Первое время после ареста о. Григория держали в Завидове, а потом под конвоем отправили в Тверскую тюрьму. Вызвали для допроса о. Николая Дмитрова и спросили об арестованном священнике. Отец Николай, хорошо зная лукавство гонителей, настоял на том, чтобы записать ответ собственноручно:
– Священник Григорий Григорьевич Раевский ничего против советской власти не проявлял и недовольства мне не высказывал.
– За что же и когда он подвергался аресту? – спросил следователь.
– Аресту он подвергался Клинскими органами, просидел он шестьдесят два дня;
возвратившись, за что сидел, не сказал. Больше мне ничего о нем не известно. Какие еще слова он говорит в проповедях, кроме хороших, мне не известно[8].
Снова вызвали в ОГПУ старосту храма. То, что был арестован столь уважаемый священник, поразило его.
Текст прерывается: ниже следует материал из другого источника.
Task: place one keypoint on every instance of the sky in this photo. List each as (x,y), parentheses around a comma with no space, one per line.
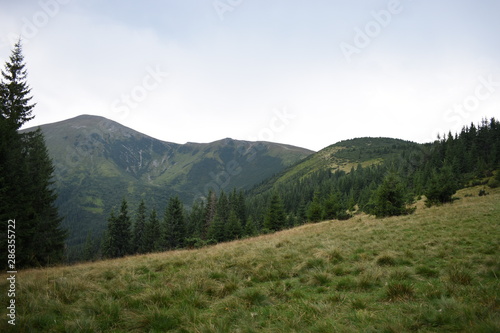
(306,73)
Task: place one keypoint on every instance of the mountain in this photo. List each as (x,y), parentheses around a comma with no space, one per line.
(98,162)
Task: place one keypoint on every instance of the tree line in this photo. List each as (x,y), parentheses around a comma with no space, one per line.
(436,170)
(26,189)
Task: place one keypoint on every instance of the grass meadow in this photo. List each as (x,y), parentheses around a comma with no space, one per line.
(437,270)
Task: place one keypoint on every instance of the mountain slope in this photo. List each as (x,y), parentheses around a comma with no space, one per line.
(434,271)
(98,162)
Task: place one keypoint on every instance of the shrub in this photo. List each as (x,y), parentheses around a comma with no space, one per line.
(386,260)
(397,291)
(441,188)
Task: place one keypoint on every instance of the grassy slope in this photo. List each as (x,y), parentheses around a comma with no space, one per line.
(436,270)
Увидев, как ОГПУ расправляется с невиновными и ищет лишь повода, чтобы закрыть храм, он ответил:
– Я служу церковным старостой более десяти лет и знаю священника Раевского как человека, который не стоит ни за, ни против советской власти. Затрагивает ли Раевский в проповедях вопросы политики, я не знаю, так как приходится все время стоять за свечным ящиком. Церковь наша большая, и все, что он говорит, мне не слышно. По приходу мне с ним ходить не случалось, и как он ведет себя среди крестьян, мне не известно[9].
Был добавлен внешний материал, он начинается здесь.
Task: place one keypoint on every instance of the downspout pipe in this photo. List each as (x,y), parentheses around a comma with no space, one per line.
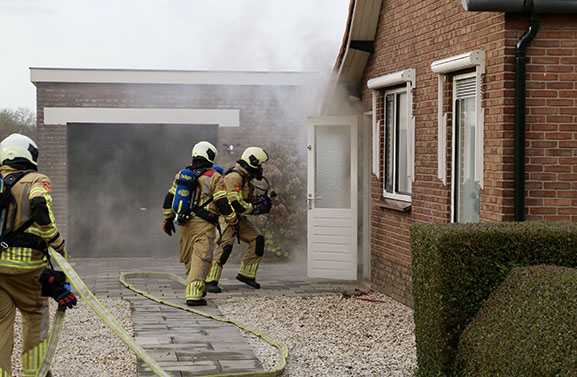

21 августа вызвали на допрос о. Григория. На вопросы следователя он ответил:
– Проповеди в прошлом году в церкви говорил редко, иногда в двунадесятые праздники, в текущем году я проповеди говорил постом. Проповеди были чисто религиозного содержания, я политики не касался и даже намеков не делал... Против коллективизации никогда не выступал. 9 февраля 1930 года участия в организации торжественного служения в церкви не принимал и не служил, а прибыл в церковь в девять часов утра и стал служить молебны после утрени. В это время народу было около шестисот человек, из них исповедников было около трехсот человек. Меня удивляет по настоящее время, чем вызвано такое посещение церкви... В предъявленном мне обвинении виновным себя не признаю. Больше показать ничего не имею и считаю показания на меня ложью[10].
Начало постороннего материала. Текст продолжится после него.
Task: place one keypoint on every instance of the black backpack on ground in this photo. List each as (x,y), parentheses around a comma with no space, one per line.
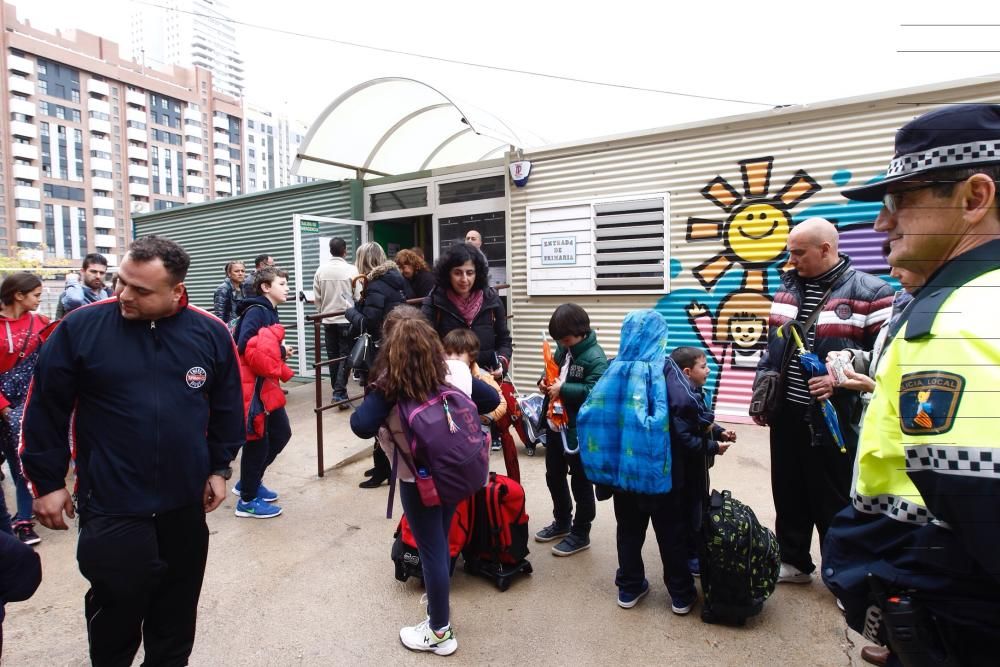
(739,561)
5 января 1931 года Тройка ОГПУ приговорила священника к пяти годам заключения в исправительно-трудовой лагерь. Отца Григория отправили на каторжные работы, на строительство Беломорско-Балтийского канала в Вологодскую область, неподалеку от города Вычегды. Теперь между близкими осталась только письменная связь и редкие свидания; на одно из них Лидия Васильевна поехала вместе с дочерью Ниной, которой было тогда десять лет. Их поселили за пределами лагеря в большом сером бараке; о. Григорий приходил к ним на свидания вечером после работы и каждый раз приносил свой паек – налитую в глубокую миску похлебку.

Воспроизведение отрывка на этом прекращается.